Melbourne's rental vacancy rate has plummeted to a record low of 1.2%, intensifying the city's housing affordability crisis, according to the Real Estate Institute of Victoria (REIV). The figure, released on Thursday, marks the tightest rental market in the city's history, surpassing the previous low of 1.3% recorded in 2019.
Decline in Available Rentals
The REIV's quarterly report reveals that the number of available rental properties in Melbourne has dropped by 15% over the past three months, with only 4,500 dwellings listed as vacant. This decline is attributed to a surge in demand from returning international students and workers, coupled with a slowdown in new housing construction.
"We are seeing unprecedented pressure on the rental market," said REIV President Adam Docking. "The combination of low supply and high demand is pushing rents higher, making it increasingly difficult for tenants to find affordable housing."
Impact on Tenants
Renters are feeling the pinch, with median weekly rents rising by 8% year-on-year to $520 for a one-bedroom apartment and $680 for a two-bedroom unit. Tenants like Sarah Chen, a university student, describe the struggle. "I've been searching for months and applied for over 20 properties, but I keep getting rejected because there are so many applicants," she said.
Advocacy groups warn that the crisis disproportionately affects low-income households and essential workers. "We are seeing more people forced into overcrowded or substandard housing, and some are even facing homelessness," said Kate Colvin, spokesperson for the Council to Homeless Persons.
Government Response
The Victorian government has announced a $5.3 billion housing package aimed at building 12,000 new social and affordable homes over the next four years.
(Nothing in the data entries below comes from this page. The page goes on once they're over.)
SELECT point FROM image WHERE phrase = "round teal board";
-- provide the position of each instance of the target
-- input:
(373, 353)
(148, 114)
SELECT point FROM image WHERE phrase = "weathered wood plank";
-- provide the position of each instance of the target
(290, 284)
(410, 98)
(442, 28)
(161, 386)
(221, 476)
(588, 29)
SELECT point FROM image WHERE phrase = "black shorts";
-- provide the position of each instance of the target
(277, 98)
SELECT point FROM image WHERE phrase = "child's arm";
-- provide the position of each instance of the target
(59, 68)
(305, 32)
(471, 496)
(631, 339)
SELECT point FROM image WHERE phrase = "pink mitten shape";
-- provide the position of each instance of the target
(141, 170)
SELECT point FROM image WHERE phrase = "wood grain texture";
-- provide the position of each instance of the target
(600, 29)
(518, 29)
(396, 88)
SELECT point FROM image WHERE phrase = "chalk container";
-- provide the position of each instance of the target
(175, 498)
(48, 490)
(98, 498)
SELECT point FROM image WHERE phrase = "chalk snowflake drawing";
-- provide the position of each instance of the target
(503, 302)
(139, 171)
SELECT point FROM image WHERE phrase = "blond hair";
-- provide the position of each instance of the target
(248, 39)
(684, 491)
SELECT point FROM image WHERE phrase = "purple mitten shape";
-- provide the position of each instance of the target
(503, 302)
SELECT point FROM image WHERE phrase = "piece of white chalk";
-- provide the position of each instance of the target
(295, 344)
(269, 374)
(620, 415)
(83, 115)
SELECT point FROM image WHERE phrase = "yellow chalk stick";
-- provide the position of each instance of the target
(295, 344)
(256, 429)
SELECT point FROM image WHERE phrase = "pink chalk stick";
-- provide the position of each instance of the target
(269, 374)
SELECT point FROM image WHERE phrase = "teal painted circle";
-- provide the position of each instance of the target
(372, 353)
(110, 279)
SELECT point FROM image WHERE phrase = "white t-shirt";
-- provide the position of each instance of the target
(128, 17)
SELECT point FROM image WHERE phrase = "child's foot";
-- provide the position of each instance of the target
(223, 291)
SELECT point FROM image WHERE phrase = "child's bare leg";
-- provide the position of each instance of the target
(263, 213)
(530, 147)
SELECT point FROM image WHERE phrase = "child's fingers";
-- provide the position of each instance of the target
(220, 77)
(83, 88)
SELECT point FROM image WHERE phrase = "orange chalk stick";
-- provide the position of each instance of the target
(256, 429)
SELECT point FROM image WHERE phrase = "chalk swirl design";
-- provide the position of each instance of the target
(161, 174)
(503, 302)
However, critics argue that the measures are insufficient to address the immediate shortage. "We need urgent action to increase supply, including fast-tracking planning approvals and incentivizing private investment in rental housing," said Docking.
The REIV has called for tax reforms to encourage landlords to stay in the market, noting that some investors are selling due to rising costs and regulatory changes. "Without intervention, we risk a further deterioration of the rental market," Docking added.